Santiago et al. reported the CVMS’s poor reliability and validity, suggesting the difficulty of consistent and accurate assessments [44]. However, our study achieved higher intra- and inter-observer agreement in CVMS classification (κ = 0.86 to 0.92 and κ = 0.62 to 0.78) than previously reported low to moderate levels of agreements [15, 16]. Our results also exceeded the substantial agreement levels noted by Rainey et al. (κ = 0.6 to 0.8, inter-observer κ = 0.68) [45]. This improvement could be attributed to the calibration session, which minimized discrepancies and variations in the assessment process, leading to greater agreement among observers. The less than perfect inter-observer agreement reflects the inherent variability of opinions among raters [46]. This variability was expected due to differences in raters’ experience and the subjective nature of visual assessments [47]. In fact, this supports the utility of AI in clinical orthodontics, where obtaining a consensus among orthodontists is not always possible.

Prior studies often relied on a single rater to train AI models [20,21,22,23, 26, 27] to simplify the process, but could potentially introduce bias. The variability in individual interpretations [15, 16] raises questions about the effectiveness of models trained solely on such data. Mathew et al. highlighted in a systematic review that diagnostic accuracy fluctuates due to variations in the quality of input data and a lack of standardization including intra- and inter-observer agreement [34]. Our methodology mitigated the issue of relying on a single rater for AI training due to CVMS classification’s inherent subjectivity by utilizing a panel of raters. The inclusion of patient’s age, and C2–C4’s morphology further enhanced the accuracy of classifications.

While a few studies involved two raters to improve reliability [28,29,30], our study employed a panel of three raters. Moreover, our study utilized a consensus-based mechanism to create datasets for models training. We believe that it is an innovative method that reduced subjectivity and bias. This marks our research as the first to apply the approach specifically to this task. It emphasized the importance of a consensus among raters in refining AI model training for improved diagnostic accuracy.

The Majority Voting dataset had a sample size of 1268 cephalograms, surpassing the typical range of 236 to 1018 samples reported in previous studies [20,21,22,23,24,25, 27,28,29,30]. This is a high quality dataset not only in terms of sample size but also in balance across different datasets. On the contrary, the scarcity of the Complete Agreement dataset highlighted the difficulty in obtaining unanimous consensus among all raters and underscored the challenges in curating datasets of this nature. It also reflects the preparation required to attain a high level of reliability. Despite its smaller sample size (456 samples), the Complete Agreement dataset achieved the highest accuracy (77.4%) in our study.
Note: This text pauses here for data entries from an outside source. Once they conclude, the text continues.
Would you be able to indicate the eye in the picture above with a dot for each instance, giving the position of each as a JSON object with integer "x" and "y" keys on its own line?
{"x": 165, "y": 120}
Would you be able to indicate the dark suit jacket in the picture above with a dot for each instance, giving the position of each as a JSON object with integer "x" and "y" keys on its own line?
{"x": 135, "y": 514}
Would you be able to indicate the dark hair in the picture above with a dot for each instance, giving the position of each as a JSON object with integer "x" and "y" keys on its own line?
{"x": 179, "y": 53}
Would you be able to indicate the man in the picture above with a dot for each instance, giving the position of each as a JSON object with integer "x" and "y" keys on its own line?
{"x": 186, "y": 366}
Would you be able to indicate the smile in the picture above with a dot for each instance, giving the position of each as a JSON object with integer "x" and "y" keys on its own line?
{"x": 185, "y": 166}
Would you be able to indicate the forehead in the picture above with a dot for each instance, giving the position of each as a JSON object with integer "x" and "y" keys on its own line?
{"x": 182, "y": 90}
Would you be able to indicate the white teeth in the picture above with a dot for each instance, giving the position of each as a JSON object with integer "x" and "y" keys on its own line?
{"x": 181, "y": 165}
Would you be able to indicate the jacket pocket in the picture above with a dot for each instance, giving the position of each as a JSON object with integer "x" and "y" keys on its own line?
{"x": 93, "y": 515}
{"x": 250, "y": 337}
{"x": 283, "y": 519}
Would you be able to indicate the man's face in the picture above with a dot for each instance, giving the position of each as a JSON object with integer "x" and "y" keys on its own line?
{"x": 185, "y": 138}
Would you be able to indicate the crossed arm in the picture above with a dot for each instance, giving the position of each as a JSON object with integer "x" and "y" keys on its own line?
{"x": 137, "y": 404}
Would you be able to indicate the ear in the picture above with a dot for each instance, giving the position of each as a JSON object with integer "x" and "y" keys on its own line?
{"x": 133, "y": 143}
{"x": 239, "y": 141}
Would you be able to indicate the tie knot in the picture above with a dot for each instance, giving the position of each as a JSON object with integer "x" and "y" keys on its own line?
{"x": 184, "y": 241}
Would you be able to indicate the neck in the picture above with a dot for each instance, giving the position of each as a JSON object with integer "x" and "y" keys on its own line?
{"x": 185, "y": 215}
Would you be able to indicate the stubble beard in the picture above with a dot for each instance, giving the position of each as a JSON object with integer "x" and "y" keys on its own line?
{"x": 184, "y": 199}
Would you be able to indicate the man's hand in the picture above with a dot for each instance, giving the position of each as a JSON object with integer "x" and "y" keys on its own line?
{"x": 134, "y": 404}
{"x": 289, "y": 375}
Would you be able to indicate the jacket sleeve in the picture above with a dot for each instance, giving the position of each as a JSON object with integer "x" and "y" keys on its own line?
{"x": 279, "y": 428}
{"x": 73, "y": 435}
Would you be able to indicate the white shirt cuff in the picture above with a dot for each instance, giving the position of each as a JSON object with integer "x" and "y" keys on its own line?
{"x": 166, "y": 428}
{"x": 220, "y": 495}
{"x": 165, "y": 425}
These results suggested that when all raters are in complete agreement, the data quality increased as demonstrated by the better accuracy achieved. Santiago et al. [20] obtained a high accuracy rate of 81.4% but used a relatively small dataset consisting of only 236 samples. Such high accuracy in a small dataset may predispose to a potential risk of overfitting. Overfitting occurs when a model learns to perform exceptionally well on the specific data provided, but might not generalize effectively to unseen data. Conversely, Kim et al. [28] utilized a larger dataset comprising 720 samples but achieved a lower accuracy of 62.5%. The lower accuracy could be attributed to the increased complexity and diversity of a larger dataset which might require a more robust and generalized model. Hence, it is essential to strike a balance between dataset size and model performance when aiming to achieve both generalizability and accuracy.

To the best of our knowledge, this study is the first to incorporate feature selection into its methodology to classify CVMS with AI. The results found features related to C2–C4’s morphology significant and consistent with the description by Baccetti et al. [12]. However, features unrelated to the description by Baccetti et al. [12] such as the base width of C3 and C4 were deemed significant in individual rater datasets but not in Majority Voting nor Complete Agreement datasets. This observation further supported the advantage of employing a panel of raters over a single rater as these unrelated features might be used by individuals but were excluded by the consensus process. Another noteworthy feature in our model was the patient’s chronological age. This is very practical for everyday clinical practice since age and gender are often factors in evaluating growth and development. Age in particular can be helpful in differentiating between closely related stages. The selection of age as a significant feature substantiated the potential of employing feature selection to enhance precision in CVMS classification. It also supported a recommendation that CVMS assessment should not be performed in isolation [46].

This study is also the first to assess model generalization. Even though Rater 2’s top-performing model had the highest average performance, our analysis went beyond that. We also evaluated overall consistency and reliability across multiple datasets. The consensus-based approach’s (Complete Agreement and Majority Voting) top-performing models demonstrated more consistent results, as evidenced by a lower SD and CV across all unseen datasets. This superior consistency and reliability resulted in better generalizability for the consensus-based approach.

Many aspects in orthodontics sometimes elicit diverse opinions without a clear right or wrong answer [48]. CVMS is one such example [46]. To address this inherent variability in opinions, our study employed a consensus-based approach for CVMS classification. This approach aimed to enhance the reliability and consistency of assessments by incorporating collective expertise. Looking forward, the consensus-based methodology holds promise for application in more complex tasks, such as treatment planning, decision to extract, or decision to perform orthognathic surgery by leveraging generative AI technologies, artificial intelligence systems designed to create new content by learning patterns from existing data and producing outputs that mimic human creativity and innovation [49]. This study serves as a foundational step towards integrating AI-driven consensus methods into broader orthodontic applications, potentially improving decision-making processes in clinical practice.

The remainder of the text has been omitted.